Based on this record, it is not clear whether petitioner maintained a diary that indicated the business use of his cars and that such diary was stolen, or whether petitioner failed to maintain such records during the entire year at issue. Clearly, he kept no such record for the period after the burglary. Even if we believed petitioner maintained a diary prior to the burglary, where the taxpayer establishes that the failure to produce adequate records is due to loss of such records through circumstances beyond the taxpayer's control, such as by casualty, the taxpayer must still substantiate his deduction by a reasonable reconstruction of the use of his automobile and the expenditures associated with such automobile. Sec. 1.274-5T(c)(5), Temporary Income Tax Regs., 50 Fed. Reg. 46022 (Nov. 6, 1985). However, petitioner made no effort at trial to provide a reasonable reconstruction as to the business usage of his automobile. Chira v. Commissioner [Dec. 47,456(M)], T.C. Memo. 1991-309; Sumner v. Commissioner [Dec. 39,378(M)], T.C. Memo. 1982-561. Petitioner merely testified that he drove his Toyota "mostly for business * * * to drop fliers, and to visit other places". Since petitioner has failed to meet the strict substantiation requirements of section 274, he has failed to prove that the business usage of his automobile exceeds the amount determined by respondent. Accordingly, petitioner is not entitled to an increased deduction for automobile expense.
Nevertheless, petitioner proved that he paid the California Department of Motor Vehicles (DMV) $117 and $143 for the registration and licensing of his vehicles. An ad valorem auto license fee is deductible as a personal property tax under section 164(a)(2), but an annual flat registration fee is not deductible. Mann v. Commissioner [Dec. 33,104(M)], T.C. Memo. 1975-74; sec. 1.164-3(c), Income Tax Regs. California imposed both for the year at issue. 5 The registration fee was $22 for each vehicle. Petitioner did not claim any taxes as itemized deductions; however, the $117 was used to calculate the allowable automobile expense. Accordingly, petitioner is entitled to a Schedule A deduction in the amount of $170.93 ($49.93 (the nonbusiness usage percentage of 52.56 percent times ($117 less $22) plus $121 ($143 less $22)).

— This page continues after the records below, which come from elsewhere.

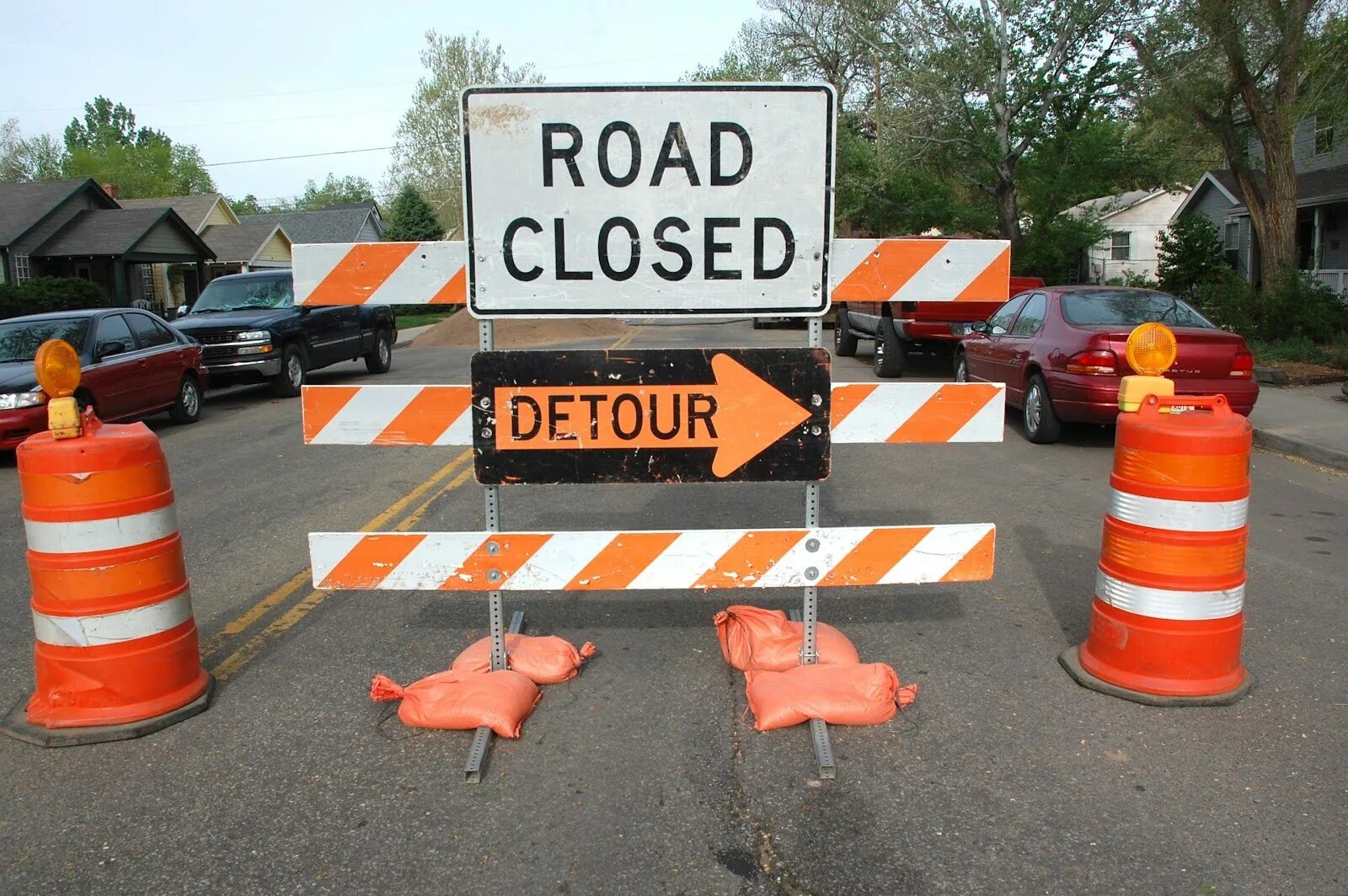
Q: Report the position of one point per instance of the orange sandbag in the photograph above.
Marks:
(545, 659)
(863, 694)
(462, 701)
(752, 637)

5 Cal. Rev. & Tax. Code sec. 10752 (Deering 1994), (license fee); Cal. Veh. Code sec. 9250 (Deering 1994), (registration fee).

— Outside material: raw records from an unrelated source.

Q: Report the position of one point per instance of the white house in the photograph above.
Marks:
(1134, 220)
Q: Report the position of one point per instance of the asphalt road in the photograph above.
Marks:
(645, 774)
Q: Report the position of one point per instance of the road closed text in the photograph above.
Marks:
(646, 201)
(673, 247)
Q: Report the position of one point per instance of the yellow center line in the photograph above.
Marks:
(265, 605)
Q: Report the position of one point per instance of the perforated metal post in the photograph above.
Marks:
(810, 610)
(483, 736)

Section 6662(a) and (b)(1) imposes a penalty on any portion of an underpayment which is attributable to negligence or disregard of rules or regulations. The term "negligence" includes any failure to make a reasonable attempt to comply with the statute, and the term "disregard" includes any careless, reckless, or intentional disregard. Petitioner has the burden of proof on this issue. Rule 142(a). Based on this record, petitioner has failed to demonstrate that he was not negligent. Accordingly, we sustain respondent on this issue.
To reflect the foregoing,
Decision will be entered under Rule 155.